On 16 March, the Cura Italia decree (Law Decree No. 18/2020) was approved – effective as of 17 March – to strengthen the health care system and support businesses, workers, and families, by preserving employment levels and income, in the face of Covid-19.

The Cura Italia decree includes a measure to allow financial and non-financial companies (excluding those in insolvency proceedings) which transfer their receivables from defaulting debtors by 31 December to convert existing deferred tax assets (“DTAs”) into tax credits. It applies only to DTAs relating to: (a) tax losses carried forward (“Tax Losses”) and (b) excess of notional interest deduction carried forward (“NID”) (Art. 55).

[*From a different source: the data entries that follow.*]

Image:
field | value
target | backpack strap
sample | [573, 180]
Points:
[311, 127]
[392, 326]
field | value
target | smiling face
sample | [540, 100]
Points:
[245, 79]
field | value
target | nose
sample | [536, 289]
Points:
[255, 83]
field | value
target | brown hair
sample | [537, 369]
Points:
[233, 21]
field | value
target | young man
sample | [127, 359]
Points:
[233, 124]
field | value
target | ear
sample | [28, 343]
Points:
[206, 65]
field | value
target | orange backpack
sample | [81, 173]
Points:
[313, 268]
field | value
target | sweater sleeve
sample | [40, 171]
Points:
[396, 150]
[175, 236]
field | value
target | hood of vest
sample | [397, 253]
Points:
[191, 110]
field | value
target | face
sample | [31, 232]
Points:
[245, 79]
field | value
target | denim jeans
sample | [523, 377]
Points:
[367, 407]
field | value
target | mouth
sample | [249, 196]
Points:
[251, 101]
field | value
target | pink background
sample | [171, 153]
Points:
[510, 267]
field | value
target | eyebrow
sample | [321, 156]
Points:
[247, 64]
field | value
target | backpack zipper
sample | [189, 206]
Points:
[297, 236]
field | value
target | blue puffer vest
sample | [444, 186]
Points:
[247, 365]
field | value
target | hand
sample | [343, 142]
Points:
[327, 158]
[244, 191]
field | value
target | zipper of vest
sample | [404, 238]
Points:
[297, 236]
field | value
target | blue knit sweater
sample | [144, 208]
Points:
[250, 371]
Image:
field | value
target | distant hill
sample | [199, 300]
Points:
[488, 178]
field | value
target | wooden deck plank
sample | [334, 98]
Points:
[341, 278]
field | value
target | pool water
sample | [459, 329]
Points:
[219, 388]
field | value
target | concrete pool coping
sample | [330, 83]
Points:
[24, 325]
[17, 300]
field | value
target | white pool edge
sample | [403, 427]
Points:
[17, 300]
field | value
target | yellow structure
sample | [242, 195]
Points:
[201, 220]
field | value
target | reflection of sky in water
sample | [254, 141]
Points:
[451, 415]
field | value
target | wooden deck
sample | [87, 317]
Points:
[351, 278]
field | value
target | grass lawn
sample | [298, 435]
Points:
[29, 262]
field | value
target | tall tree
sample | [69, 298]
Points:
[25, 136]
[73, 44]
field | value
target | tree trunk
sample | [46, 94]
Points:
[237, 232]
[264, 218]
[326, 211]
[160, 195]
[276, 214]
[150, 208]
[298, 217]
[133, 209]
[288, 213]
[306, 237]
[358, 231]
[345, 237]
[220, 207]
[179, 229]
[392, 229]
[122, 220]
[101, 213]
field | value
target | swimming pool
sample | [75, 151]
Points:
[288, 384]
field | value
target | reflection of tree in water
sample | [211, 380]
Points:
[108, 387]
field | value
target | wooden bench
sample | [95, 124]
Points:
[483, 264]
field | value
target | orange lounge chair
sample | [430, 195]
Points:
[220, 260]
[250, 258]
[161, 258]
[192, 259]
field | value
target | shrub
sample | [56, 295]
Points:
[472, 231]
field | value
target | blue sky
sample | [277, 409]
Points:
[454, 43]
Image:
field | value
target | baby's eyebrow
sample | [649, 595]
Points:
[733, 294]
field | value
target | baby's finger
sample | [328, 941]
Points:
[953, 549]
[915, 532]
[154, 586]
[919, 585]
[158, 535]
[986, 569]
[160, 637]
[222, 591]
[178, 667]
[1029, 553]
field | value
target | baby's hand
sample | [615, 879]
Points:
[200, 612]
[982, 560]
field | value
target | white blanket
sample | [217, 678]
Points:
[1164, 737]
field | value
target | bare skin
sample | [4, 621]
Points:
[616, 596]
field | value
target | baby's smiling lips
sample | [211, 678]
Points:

The benefit deriving from the Tax Losses and NID cannot exceed 20% of the face value of the disposed loans. Furthermore, the aggregate loans by the corporate group is capped at EUR 2 billion.

From the disposal date:

  • the tax credit is interest free and reflected in the regulatory capital of banks;

  • the tax credit can be: (a) set off against tax liabilities; (b) refunded by the tax authorities; or (c) transferred to other companies in the group or to third parties;

  • Tax Losses and NID whose DTAs have been converted into tax credit cannot be carried forward; and

  • the conversion of DTAs into tax credits is subject to application of the 1.5% DTA guarantee fee regime.

These tax credits do not give rise to any taxable income in the hands of the seller for the purposes of corporate income tax or regional tax on productive activities.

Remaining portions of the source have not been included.